Besides being neither a Christian nor a consumerist, I’ve never been a fan of Christmas. The spirit of joy and selfless giving are welcome memes, but they are slogans and platitudes. As an exercise in altruism, giving is rarely selfless. It’s more often tit for tat. Don’t reciprocate giving something to someone who’s given to you, and you’ll see my point. I won’t deny that I witness people in greater joy in the season—some people; neither will I deny the offsetting despair and malaise—the stress of maintaining face and keeping up with the Joneses. The higher rates of seasonal suicides might be a sign.

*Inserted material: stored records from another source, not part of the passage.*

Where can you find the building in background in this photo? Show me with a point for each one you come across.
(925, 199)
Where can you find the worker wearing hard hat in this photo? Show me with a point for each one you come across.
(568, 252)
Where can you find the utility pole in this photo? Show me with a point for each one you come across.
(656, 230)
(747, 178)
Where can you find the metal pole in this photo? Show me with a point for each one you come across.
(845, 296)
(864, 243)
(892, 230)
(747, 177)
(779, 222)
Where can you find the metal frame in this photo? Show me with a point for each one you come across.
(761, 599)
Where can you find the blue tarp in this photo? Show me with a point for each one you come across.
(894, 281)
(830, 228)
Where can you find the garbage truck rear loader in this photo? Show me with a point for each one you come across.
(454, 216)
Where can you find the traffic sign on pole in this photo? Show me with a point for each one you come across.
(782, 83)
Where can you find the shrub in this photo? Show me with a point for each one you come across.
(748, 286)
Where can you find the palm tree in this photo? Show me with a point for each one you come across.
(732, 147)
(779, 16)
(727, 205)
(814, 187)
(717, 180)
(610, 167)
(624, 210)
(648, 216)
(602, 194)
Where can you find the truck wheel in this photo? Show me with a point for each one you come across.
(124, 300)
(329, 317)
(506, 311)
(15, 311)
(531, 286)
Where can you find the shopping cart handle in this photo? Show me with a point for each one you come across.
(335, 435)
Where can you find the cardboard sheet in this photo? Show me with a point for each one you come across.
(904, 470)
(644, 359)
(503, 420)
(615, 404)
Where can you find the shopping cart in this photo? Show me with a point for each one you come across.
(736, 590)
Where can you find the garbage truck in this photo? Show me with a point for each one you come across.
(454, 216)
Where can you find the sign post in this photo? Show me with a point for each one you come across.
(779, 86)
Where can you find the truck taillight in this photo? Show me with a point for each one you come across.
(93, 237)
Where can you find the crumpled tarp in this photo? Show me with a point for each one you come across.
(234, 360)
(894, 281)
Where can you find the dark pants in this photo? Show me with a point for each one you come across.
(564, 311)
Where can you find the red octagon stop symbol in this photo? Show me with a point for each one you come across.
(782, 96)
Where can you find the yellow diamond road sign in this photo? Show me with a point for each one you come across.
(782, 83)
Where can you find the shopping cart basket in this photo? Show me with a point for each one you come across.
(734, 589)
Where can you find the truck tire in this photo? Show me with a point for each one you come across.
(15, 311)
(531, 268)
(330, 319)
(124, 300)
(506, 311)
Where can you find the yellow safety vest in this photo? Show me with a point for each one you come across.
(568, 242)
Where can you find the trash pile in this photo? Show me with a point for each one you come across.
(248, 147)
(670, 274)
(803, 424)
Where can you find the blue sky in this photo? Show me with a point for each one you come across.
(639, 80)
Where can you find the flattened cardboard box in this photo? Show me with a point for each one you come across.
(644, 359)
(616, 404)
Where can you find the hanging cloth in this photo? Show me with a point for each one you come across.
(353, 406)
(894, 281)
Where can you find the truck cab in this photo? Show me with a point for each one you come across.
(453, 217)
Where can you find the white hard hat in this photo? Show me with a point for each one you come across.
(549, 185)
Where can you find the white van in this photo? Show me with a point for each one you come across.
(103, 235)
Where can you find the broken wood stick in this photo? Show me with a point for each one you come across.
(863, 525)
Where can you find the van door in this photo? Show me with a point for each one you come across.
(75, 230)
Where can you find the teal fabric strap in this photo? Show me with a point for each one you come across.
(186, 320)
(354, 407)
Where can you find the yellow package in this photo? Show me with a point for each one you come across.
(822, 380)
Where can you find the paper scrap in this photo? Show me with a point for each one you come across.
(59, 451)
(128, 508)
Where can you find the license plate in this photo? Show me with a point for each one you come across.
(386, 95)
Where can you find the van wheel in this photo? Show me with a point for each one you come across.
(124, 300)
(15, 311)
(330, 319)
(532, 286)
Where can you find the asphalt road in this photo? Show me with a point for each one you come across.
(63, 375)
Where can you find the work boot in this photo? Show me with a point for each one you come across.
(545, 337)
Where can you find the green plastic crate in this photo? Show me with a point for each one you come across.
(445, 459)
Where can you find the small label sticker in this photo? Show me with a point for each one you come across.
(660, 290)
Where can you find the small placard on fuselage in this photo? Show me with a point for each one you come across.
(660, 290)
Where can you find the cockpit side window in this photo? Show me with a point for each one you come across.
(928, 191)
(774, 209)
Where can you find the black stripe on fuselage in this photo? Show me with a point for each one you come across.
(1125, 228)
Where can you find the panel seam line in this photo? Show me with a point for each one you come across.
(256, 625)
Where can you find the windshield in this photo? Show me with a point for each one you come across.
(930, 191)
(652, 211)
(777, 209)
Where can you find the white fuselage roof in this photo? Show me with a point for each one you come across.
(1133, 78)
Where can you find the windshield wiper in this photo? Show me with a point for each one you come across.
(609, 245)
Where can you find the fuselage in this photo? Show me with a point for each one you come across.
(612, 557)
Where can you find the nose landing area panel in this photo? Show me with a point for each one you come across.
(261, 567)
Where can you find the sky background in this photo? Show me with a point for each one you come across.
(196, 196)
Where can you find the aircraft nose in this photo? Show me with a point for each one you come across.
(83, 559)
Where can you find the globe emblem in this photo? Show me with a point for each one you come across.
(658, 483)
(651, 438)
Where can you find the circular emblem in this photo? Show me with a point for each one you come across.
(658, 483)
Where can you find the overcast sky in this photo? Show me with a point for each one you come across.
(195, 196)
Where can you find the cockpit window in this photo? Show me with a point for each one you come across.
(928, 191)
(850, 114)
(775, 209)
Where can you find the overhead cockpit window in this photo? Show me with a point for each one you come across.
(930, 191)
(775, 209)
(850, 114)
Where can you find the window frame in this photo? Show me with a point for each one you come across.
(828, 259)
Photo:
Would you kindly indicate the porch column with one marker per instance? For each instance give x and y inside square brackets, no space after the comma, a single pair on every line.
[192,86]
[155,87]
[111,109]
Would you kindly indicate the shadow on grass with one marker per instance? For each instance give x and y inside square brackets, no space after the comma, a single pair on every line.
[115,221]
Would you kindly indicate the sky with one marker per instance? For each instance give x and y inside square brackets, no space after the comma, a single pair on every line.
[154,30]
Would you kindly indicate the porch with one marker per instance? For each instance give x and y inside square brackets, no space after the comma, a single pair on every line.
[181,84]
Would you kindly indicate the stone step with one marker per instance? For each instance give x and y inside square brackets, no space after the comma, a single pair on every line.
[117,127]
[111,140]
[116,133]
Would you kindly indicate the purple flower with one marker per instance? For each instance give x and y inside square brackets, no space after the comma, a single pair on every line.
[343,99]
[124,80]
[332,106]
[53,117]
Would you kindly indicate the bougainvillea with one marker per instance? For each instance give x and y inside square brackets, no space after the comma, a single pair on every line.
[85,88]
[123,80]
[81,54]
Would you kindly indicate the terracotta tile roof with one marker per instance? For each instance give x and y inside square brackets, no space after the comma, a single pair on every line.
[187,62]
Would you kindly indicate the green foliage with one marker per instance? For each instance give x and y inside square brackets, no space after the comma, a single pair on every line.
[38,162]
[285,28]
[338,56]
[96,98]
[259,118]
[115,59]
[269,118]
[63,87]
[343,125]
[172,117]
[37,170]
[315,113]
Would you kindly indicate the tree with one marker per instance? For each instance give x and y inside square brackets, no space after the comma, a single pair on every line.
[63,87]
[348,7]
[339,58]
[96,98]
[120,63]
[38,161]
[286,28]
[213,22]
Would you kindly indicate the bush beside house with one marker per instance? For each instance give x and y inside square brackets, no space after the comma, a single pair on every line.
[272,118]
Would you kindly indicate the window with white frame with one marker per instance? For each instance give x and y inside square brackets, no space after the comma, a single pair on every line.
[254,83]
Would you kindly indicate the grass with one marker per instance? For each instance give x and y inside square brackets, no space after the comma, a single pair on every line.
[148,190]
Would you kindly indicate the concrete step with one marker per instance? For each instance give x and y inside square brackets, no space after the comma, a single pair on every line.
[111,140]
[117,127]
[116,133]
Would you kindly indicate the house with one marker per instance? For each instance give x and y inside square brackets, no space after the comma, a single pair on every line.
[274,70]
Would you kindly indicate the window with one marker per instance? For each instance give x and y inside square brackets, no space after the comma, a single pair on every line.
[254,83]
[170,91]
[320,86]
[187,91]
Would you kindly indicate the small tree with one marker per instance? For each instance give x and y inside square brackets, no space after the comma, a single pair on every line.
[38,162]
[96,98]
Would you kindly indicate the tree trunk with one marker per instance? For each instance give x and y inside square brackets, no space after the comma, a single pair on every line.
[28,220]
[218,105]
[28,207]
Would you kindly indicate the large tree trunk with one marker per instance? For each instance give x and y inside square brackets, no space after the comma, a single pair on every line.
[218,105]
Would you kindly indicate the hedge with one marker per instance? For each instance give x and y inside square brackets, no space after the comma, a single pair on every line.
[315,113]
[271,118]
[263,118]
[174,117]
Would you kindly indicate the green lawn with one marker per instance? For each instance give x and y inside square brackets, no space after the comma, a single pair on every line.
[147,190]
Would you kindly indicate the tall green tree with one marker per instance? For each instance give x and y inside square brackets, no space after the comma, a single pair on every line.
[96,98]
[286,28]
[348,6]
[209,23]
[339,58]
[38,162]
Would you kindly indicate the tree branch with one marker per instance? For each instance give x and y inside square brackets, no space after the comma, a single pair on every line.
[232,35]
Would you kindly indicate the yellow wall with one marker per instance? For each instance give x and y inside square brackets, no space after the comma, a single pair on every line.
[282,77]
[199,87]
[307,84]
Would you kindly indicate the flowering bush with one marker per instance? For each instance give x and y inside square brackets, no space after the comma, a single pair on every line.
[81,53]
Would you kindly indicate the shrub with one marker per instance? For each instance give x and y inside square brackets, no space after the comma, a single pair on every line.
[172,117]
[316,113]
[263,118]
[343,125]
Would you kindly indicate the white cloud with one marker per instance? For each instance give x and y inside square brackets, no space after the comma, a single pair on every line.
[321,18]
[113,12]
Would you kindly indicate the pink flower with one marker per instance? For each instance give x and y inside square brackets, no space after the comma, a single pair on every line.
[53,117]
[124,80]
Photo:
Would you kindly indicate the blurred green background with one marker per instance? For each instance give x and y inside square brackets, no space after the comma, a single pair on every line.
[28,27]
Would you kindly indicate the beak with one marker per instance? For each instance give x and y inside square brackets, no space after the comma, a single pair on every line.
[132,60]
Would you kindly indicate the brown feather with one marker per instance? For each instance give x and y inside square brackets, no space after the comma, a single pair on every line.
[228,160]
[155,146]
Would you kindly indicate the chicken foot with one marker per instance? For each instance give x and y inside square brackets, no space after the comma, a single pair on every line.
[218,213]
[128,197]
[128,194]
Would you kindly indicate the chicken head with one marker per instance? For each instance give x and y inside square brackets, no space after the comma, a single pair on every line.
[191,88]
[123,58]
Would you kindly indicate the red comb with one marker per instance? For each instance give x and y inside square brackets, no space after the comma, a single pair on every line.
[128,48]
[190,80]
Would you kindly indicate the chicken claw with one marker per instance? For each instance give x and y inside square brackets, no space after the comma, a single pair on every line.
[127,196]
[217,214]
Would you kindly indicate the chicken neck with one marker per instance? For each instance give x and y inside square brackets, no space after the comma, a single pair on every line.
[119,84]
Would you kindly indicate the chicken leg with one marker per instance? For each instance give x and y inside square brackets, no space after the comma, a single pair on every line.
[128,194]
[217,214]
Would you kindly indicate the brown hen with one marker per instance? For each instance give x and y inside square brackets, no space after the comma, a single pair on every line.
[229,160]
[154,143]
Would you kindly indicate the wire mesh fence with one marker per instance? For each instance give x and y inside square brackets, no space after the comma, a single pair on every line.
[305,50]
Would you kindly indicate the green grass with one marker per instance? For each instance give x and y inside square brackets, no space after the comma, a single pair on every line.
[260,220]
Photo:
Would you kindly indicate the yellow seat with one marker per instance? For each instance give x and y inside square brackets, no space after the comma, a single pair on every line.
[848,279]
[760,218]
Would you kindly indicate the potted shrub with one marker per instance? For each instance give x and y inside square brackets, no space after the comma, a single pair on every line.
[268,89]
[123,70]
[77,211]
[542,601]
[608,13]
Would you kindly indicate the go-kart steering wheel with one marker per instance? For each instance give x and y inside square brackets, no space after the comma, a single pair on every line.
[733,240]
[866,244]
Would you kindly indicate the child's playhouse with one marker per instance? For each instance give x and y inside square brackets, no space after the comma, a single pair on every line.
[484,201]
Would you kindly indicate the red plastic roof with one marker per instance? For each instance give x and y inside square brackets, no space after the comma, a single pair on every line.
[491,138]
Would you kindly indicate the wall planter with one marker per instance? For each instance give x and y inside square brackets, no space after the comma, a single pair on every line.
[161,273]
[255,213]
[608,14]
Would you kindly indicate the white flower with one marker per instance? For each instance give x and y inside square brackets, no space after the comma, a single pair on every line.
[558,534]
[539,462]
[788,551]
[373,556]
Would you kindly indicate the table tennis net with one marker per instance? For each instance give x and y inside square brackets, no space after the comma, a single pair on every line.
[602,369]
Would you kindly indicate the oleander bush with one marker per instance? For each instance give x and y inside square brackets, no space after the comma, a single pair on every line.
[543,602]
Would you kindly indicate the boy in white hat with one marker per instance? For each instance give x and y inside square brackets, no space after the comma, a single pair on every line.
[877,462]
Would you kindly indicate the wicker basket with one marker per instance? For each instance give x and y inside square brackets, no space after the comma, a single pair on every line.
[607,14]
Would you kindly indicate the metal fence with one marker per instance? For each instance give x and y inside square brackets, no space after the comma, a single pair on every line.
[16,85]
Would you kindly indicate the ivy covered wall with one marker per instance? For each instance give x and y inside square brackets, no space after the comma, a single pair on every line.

Christmas is a marketing scheme. If you need something, or if you have kids and they need something or want something that you’d like them to have and can afford it, just get it. Why wait? Why make them wait? It seems pointless and cruel. And this doesn’t even take into account the parents who manipulate their children but threaten withholding at Christmas if they don’t comply with whatever family or societal edicts you are trying to impose upon them.

Economically, gift-giving is what’s known as a deadweight loss. In most cases, the gift of cash allows the recipient to spend it in a manner optimal to their own situation. If they happen to buy the same jumper you would have purchased, then you can feel comforted by your knowing that you would have given the same thing. Perhaps you found the perfect item on some distant shore that they wouldn’t have visited. This is an exception. But a gift from Amazon or Best Buy doesn’t fit that bill.

If I want to give a gift, I will. If it’s coincident with a birthday or a holiday, so be it. But if it’s not, that’s fine, too. As humans in the West, we are already so indentured to too many things to count that we don’t need another fetter. Put up a tree. Put up a menorah. Put up a flag. Put up an Anubis statuette. Unfortunately, the lines are blurred between wanting to and having to.

In the end, Christmas is one performance I’d like to opt out of. Whilst I find that most people are hypocrites, the hypocrisy is trebled during the holidays. ‘Tis the season.